Les inconvénients géopolitiques du pétrole ne sont plus à démontrer : la manne financière que représente le pétrole attire des acteurs géopolitiques des plus dangereux, et a été l’enjeu de plusieurs conflits, notamment en Afrique et au Proche-Orient, d’autant plus que les revenus pétroliers (et plus largement les revenus liés aux matières premières précieuses, dont les diamants, qui furent l’un des enjeux centraux de la guerre civile en Sierra Leone, de 1991 à 2002) peuvent servir à financer l’achat d’armes tournées ensuite contre les populations locales, comme ce fut le cas au Tchad. Les enjeux sociaux et de politique intérieure ne sont pas minces, eux non plus : la présence de pétrole dans les sables bitumineux du Canada attire des investisseurs plus soucieux de rentabilité que de respect des populations ou de l’environnement.

Les dégâts environnementaux dus à l’exploitation pétrolière sont connus.
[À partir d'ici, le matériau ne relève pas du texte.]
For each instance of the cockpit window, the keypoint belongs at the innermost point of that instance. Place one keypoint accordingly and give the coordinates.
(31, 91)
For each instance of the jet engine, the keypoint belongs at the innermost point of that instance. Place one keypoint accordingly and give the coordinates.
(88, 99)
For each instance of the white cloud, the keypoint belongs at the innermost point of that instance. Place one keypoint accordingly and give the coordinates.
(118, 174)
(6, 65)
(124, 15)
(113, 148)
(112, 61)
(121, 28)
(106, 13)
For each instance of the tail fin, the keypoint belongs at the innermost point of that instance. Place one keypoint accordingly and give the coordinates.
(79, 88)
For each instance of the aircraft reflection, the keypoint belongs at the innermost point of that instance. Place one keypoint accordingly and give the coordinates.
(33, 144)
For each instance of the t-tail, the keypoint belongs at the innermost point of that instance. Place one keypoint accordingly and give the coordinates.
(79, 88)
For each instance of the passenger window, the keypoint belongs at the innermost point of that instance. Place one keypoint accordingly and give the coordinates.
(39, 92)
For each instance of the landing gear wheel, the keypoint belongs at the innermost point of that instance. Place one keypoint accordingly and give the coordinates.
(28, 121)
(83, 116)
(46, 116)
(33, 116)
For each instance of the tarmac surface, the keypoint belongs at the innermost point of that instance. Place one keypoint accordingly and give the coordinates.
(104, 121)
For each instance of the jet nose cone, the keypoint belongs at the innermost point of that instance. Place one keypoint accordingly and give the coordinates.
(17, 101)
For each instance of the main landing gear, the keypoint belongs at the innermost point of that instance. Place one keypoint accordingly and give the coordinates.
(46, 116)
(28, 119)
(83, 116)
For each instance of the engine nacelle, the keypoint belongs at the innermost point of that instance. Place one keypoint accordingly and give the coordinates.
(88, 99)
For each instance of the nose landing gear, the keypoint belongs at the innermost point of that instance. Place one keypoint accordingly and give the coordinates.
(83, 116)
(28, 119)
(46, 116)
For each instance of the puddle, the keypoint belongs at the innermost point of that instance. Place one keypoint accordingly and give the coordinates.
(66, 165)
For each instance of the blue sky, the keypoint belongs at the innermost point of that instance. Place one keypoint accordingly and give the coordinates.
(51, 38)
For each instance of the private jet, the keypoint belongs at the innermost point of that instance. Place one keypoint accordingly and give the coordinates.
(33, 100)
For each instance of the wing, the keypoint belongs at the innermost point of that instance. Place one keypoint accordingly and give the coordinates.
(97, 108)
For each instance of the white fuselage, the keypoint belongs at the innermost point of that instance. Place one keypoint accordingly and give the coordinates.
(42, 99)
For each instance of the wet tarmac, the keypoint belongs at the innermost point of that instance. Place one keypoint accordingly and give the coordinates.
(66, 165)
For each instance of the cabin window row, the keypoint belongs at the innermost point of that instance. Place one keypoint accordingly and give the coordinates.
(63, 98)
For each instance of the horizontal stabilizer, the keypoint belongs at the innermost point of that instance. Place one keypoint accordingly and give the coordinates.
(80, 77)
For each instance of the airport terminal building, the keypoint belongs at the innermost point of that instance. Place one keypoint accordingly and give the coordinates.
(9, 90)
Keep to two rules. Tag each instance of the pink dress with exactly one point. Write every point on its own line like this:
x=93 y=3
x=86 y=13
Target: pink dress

On peut les ranger dans différentes catégories : les dégâts liés à l’exploitation elle-même (pollution des sols, diffusion de matériaux cancérigènes, etc.), les dégâts lors du transport d’hydrocarbures (marées noires dues à des pétroliers, fuites dans des oléoducs, etc.), les dégâts liés aux usages des produits pétroliers (au premier lieu desquels la pollution atmosphérique, mais aussi les maladies liées aux résidus de combustion des produits pétroliers ou la dégradation des bâtiments dans les villes polluées, ainsi que c’est le cas à Paris). Tout cela coûte très cher, car la dépollution des côtes souillées par une marée noire, les frais médicaux engagés par le soin des « maladies du pétrole » (cancers, asthme, maladies respiratoires, maladies de la peau, etc.), les frais de restauration des bâtiments rongés par la pollution (Notre-Dame de Paris, noircie et rongée par la pollution atmosphérique, a ainsi coûté plusieurs dizaines de milliers d’euros en nettoyage et restauration).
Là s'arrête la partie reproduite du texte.